The partial orders that meet the first criteria are called lattices. The ones that meet the second one are called distributive lattices. Let’s write that down:
Partial orders in which all elements have joins and meets is called a lattice. A lattice whose meet and join operations distribute over one another is called a distributive lattice.
And the “prime” elements which we use to construct the inclusion order are the elements that are not the join of any other elements. They are also called join-irreducible elements.
So we may phrase the theorem like this:
Each distributive lattice is isomorphic to an inclusion order of its join-irreducible elements.
By the way, the partial orders that are not distributive lattices are also isomorphic to inclusion orders, it is just that they are isomorphic to inclusion orders that do not contain all possible combinations of elements.
We will now talk more about lattices (the orders for which Birkhoff’s theorem applies). Lattices are partial orders, in which every two elements have a join and a meet. So every lattice is also partial order, but not every partial order is a lattice (we will see even more members of this hierarchy).

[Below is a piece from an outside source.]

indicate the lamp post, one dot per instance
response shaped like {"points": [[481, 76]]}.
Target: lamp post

Most partial orders that are created based on some sort of rule are distributive lattices, like for example the partial orders from the previous section are also distributive lattices when they are drawn in full, for example the color-mixing order.
Notice that we added the black ball at the top and the white one at the bottom. We did that because otherwise the top three elements wouldn’t have a join element, and the bottom three wouldn’t have a meet.
Our color-mixing lattice, has a greatest element (the black ball) and a least element (the white one). Lattices that have a least and greatest elements are called bounded lattices. It isn’t hard to see that all finite lattices are also bounded.
Task 4: Prove that all finite lattices are bounded.
We mentioned order isomorphisms several times already so this is about time to elaborate on what they are.
Given two sets (we will use partial order of numbers by division and the prime inclusion order as an example) an isomorphism between them is comprised of the following two functions:
One function from the prime inclusion order, to the number order (which in this case is just the multiplication of all the elements in the set)
One function from the number order to the prime inclusion order (which is an operation called prime factorization of a number, consisting of finding the set of prime numbers that result in that number when multiplied with one another).
An order isomorphism is essentially an isomorphism between the orders’ underlying sets (invertible function). However, besides their underlying sets, orders also have the arrows that connect them, so there is one more condition: in order for an invertible function to constitute an order isomorphism, it has to respect those arrows.
An isomorphism between two orders is an invertible function between their underlying sets, such that applying this function (let’s call it $F$) to any two elements that have a certain order in one set (let’s call them $a$ and $b$) should result in two elements that have a corresponding order in the other set (i.e. $a ≤ b$ if and only if $F(a) ≤ F(b)$).
In the previous section, we saw how removing the law of totality from the laws of (linear) order produces a different (and somewhat more interesting) structure, called partial order. Now let’s see what will happen if we remove another one of the laws, namely the antisymmetry law.
The antisymmetry law mandated that you cannot have an object that is at the same time smaller and bigger than another one. (or that $a ≤ b ⟺ b ≰ a$).